Boğaziçi Üniversitesi Kandilli Rasathanesi ve Deprem Araştırma Enstitüsü Müdürü Prof. Dr. Haluk Özener, önceki yıllarda da Marmara Bölgesi’nde yılda yaklaşık ortalama 900 tane deprem yaşandığını belirterek, Bu 900 depremin 4 ilâ 5 tanesi, 4’ün üzerinde depremler. Dolayısıyla aslında bu yıl içinde de baktığımız gibi bunlar normal sismik aktivite yoğunluğu içerisinde değerlendirilebilir dedi.
Uzmanlar, son 1 ayda Marmara Denizi’nde yaşanan hafif ve orta şiddetteki depremlerin, olası İstanbul depreminin habercisi olup olmayacağına dair değerlendirmelerde bulundu.
Boğaziçi Üniversitesi Kandilli Rasathanesi ve Deprem Araştırma Enstitüsü Müdürü Prof. Dr. Haluk Özener, bölgede en son 17 Aralık’ta Yalova’nın Çınarcık ilçesinde meydana gelen 4.1 büyüklüğündeki depremin, Kuzey Anadolu Fayının kuzey kolu üzerinde olduğunu belirlediklerini söyledi.
Marmara Denizi’nde, 4 Aralık’ta meydana gelen 5.1 büyüklüğündeki depremi hatırlatan Özener, bu depremin de Kuzey Anadolu Fayının Marmara Denizi içinden geçen güney kolu üzerinde olduğu bilgisini verdi.

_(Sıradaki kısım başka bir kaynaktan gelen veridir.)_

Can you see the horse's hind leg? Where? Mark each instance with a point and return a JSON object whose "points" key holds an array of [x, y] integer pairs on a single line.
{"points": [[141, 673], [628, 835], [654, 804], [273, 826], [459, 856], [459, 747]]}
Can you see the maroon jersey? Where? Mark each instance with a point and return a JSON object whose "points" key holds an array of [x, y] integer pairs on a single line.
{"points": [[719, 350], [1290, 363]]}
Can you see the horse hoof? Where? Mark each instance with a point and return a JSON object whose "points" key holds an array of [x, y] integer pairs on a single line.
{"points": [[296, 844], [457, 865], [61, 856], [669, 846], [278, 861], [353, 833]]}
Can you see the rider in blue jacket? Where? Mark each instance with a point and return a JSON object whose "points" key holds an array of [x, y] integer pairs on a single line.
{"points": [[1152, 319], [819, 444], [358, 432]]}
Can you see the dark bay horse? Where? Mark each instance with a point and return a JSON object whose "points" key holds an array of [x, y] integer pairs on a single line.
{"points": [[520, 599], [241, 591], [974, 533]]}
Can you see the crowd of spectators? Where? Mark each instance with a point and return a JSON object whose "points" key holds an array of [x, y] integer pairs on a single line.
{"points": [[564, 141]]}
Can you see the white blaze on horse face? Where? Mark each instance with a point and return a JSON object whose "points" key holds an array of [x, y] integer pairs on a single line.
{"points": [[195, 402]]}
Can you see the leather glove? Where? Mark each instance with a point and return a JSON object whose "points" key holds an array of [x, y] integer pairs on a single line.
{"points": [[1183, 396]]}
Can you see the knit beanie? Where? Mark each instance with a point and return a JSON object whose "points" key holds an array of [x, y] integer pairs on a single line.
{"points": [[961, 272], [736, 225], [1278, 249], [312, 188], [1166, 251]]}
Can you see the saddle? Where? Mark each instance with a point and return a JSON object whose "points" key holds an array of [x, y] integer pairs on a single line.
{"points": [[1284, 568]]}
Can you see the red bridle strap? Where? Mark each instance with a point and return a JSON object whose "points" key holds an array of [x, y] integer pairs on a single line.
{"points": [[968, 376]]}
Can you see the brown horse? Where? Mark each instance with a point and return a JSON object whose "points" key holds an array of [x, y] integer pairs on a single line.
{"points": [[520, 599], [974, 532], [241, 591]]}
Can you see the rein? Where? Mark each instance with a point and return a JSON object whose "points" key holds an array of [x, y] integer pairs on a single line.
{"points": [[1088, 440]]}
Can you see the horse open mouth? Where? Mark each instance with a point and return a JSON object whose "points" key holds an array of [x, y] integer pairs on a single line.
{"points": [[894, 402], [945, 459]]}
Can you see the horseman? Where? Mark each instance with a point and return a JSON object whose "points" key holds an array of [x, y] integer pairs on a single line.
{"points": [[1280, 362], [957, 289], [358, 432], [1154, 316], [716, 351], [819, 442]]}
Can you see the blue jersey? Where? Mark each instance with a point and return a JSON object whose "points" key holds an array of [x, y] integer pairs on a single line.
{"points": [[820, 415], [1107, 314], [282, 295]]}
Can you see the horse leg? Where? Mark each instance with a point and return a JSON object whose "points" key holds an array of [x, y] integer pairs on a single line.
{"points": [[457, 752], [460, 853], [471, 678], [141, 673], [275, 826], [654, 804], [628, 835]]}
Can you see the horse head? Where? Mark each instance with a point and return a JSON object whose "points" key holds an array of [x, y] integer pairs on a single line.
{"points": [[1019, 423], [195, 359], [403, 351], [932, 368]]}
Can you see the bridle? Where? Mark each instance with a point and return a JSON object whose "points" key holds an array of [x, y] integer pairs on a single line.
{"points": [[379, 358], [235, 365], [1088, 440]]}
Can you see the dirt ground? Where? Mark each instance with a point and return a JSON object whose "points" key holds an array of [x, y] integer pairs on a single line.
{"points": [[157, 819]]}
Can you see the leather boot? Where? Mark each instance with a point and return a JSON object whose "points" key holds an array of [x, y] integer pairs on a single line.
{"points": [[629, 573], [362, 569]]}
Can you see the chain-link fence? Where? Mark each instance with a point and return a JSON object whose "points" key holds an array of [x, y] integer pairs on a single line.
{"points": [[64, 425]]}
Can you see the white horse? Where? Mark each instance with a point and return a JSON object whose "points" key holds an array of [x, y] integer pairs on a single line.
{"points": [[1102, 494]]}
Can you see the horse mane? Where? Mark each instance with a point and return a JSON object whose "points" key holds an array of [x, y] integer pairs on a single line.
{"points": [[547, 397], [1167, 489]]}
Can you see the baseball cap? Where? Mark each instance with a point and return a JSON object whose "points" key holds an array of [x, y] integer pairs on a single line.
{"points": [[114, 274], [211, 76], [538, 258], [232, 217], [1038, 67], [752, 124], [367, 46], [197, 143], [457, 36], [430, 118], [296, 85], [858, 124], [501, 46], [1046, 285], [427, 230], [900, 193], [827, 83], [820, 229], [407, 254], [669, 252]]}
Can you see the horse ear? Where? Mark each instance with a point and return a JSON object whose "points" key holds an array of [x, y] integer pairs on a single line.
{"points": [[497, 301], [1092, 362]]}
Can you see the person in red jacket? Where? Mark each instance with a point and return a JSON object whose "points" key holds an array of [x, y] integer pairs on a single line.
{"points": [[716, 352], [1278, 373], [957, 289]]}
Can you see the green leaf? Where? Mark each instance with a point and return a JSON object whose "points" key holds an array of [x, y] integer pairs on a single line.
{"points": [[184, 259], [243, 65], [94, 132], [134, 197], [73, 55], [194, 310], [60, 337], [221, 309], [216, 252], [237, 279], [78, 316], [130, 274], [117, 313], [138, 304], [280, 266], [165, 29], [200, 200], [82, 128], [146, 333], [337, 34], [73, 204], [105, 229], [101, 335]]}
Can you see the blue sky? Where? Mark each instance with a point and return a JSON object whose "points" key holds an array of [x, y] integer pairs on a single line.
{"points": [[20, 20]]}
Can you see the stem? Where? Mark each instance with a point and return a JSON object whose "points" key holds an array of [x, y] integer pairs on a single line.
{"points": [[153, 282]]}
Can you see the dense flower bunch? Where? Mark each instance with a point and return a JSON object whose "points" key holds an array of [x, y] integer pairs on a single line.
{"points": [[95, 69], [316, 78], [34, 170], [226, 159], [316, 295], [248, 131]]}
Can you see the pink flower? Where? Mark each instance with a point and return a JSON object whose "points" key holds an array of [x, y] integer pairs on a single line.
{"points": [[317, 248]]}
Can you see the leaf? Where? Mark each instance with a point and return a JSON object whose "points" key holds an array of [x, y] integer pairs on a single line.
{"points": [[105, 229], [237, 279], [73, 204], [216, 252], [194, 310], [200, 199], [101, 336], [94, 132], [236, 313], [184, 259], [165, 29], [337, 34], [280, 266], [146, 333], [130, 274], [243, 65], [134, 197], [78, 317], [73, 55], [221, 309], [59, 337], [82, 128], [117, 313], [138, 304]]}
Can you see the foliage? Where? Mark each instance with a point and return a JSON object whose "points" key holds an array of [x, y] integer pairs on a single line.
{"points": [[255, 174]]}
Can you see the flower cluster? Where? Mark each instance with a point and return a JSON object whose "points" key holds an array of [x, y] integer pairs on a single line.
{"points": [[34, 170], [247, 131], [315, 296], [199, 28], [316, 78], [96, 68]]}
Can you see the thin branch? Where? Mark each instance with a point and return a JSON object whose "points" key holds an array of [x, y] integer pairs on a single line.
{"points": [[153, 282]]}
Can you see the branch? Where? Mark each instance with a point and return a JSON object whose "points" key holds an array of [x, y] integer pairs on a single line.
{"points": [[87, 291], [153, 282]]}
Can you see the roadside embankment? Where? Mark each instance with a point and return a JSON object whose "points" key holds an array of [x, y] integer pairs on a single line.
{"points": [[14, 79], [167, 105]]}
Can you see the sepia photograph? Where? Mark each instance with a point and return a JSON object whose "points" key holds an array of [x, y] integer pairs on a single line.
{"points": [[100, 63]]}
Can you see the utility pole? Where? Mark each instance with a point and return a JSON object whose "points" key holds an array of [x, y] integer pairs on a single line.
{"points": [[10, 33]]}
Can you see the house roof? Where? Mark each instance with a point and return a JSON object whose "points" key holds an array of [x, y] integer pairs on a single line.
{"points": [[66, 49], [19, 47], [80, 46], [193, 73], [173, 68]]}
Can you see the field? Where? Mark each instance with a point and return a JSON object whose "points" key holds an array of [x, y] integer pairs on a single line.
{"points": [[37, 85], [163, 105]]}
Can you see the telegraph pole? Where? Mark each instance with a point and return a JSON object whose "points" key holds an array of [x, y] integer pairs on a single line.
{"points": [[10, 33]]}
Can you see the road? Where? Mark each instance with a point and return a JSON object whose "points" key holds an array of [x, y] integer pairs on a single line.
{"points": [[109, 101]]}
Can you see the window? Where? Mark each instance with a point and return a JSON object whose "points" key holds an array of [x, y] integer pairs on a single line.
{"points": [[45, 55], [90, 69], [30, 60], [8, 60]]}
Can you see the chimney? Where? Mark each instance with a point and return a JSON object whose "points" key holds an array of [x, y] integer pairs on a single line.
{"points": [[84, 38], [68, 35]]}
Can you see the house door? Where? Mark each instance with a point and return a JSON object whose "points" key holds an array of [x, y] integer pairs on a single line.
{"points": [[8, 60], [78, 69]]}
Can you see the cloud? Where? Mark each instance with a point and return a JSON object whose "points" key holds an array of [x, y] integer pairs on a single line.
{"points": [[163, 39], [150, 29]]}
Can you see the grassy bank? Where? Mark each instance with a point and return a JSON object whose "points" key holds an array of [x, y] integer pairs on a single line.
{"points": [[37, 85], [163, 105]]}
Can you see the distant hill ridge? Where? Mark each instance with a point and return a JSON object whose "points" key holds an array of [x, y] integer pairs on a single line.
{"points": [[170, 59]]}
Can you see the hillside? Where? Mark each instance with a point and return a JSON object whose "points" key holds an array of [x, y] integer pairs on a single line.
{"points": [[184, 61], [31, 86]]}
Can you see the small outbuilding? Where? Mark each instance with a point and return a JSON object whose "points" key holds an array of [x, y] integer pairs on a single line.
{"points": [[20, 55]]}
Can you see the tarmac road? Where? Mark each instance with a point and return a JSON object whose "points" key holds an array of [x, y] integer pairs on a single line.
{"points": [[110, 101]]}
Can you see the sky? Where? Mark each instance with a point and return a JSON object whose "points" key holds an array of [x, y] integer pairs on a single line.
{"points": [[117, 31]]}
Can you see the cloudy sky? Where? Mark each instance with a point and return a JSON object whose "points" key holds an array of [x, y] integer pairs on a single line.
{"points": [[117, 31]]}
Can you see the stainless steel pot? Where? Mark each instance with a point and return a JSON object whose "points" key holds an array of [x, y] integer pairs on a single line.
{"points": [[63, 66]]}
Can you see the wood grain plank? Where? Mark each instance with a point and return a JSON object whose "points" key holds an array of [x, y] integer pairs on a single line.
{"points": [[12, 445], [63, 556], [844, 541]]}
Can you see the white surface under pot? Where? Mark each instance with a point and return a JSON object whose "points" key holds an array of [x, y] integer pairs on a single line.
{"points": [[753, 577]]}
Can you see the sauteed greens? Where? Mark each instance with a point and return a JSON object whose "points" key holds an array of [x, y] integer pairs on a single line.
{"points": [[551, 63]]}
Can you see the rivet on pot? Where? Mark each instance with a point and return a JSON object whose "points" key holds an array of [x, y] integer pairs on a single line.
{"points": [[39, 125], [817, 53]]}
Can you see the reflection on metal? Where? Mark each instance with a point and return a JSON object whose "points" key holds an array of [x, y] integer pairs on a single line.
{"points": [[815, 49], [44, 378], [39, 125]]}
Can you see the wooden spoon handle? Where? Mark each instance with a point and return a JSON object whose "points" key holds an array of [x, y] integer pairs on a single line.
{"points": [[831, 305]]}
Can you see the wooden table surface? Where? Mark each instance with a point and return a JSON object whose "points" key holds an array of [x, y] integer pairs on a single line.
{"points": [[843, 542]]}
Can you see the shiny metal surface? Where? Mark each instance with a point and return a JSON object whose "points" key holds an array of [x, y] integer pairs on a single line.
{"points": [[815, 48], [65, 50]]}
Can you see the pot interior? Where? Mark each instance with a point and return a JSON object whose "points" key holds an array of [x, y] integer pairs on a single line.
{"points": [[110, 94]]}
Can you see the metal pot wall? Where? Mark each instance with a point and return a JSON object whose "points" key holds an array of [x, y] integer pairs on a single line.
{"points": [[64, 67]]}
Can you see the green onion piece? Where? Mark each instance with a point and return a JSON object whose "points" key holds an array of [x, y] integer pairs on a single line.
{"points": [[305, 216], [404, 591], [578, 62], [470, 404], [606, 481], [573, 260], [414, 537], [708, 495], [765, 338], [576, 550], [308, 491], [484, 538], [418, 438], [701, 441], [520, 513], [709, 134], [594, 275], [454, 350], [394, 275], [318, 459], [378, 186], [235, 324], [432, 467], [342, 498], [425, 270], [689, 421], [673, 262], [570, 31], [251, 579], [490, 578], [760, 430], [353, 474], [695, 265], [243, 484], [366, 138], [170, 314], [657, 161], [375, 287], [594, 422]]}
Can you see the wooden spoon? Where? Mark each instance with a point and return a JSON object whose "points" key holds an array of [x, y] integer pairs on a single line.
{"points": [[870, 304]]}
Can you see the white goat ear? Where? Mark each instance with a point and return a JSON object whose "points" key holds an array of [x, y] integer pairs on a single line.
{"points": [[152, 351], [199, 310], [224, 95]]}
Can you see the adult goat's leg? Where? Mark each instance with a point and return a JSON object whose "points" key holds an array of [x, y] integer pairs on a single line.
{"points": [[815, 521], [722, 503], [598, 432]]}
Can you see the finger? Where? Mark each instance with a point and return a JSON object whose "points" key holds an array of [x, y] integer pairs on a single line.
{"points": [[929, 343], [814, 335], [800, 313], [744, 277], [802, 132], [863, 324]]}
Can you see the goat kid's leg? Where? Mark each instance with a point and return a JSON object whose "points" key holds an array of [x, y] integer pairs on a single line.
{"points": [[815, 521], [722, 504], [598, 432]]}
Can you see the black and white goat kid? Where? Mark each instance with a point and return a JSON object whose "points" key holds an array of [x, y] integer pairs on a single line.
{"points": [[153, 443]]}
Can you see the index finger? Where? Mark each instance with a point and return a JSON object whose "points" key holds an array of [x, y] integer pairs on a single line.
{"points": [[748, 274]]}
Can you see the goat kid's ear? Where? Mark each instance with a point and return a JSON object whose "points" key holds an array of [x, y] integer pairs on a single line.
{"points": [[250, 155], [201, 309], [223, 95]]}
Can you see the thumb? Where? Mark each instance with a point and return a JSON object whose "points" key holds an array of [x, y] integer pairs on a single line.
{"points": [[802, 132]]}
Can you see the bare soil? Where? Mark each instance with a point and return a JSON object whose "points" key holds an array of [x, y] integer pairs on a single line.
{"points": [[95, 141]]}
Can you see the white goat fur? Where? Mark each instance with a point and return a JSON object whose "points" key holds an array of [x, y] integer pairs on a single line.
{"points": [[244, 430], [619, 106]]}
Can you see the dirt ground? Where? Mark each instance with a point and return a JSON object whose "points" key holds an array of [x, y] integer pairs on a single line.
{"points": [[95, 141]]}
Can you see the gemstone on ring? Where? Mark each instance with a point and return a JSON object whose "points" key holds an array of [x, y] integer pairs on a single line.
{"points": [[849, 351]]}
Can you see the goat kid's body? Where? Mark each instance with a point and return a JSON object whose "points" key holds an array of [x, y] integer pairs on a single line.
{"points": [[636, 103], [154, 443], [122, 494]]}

“NORMAL SİSMİK AKTİVİTE YOĞUNLUĞU”
Özener, bu depremlerin birbirinden farklı iki kol üzerindeki depremler olduğunu belirterek, “Önceki yıllarda da Marmara Bölgesi’nde yılda yaklaşık ortalama 900 tane depremimiz var. Bu 900 depremin 4 ila 5 tanesi, 4’ün üzerinde depremler. Dolayısıyla aslında bu yıl içinde de baktığımız gibi bunlar normal sismik aktivite yoğunluğu içerisinde değerlendirilebilir” dedi.
“BÜYÜK DEPREM BEKLENTİSİNDE BİLİM İNSANLARI HEMFİKİR”
Marmara Bölgesi’nde büyük bir deprem beklendiğini belirten Özener, “Bu dünya üzerindeki bütün bilim insanlarının hemfikir olduğu bir konu. Böyle bir depremi maalesef biz göreceğiz. Biz toplum olarak, karar vericileri olarak bu depreme ne kadar hazırız? Biz bu konuda yoğunlaşsak aslında, deprem zararlarının azaltılması yönünde çabalarımızı yoğunlaştırsak daha faydalı olacağı kanaatindeyim” diye konuştu.
“GÜNDE 80-100 DEPREM OLUYOR”
Prof. Dr. Özener, 6 Şubat’ta yaşanan depremlerden dolayı Türkiye’de 2023 yılının çok yoğun geçtiğini kaydederek, “55 binin üzerinde deprem oldu şu ana kadar. Ama bu büyüklükte bir deprem olmasa dahi, yaklaşık 20-25 bin her yıl ortalama deprem oluyor. Yani günde 80 ila 100 arasında tüm Türkiye’de ve yakın çevresinde depremler olmakta. Yani maalesef ülkemiz bir deprem ülkesi. Bunu kabul edip bununla birlikte yaşamamız lazım” diye konuştu.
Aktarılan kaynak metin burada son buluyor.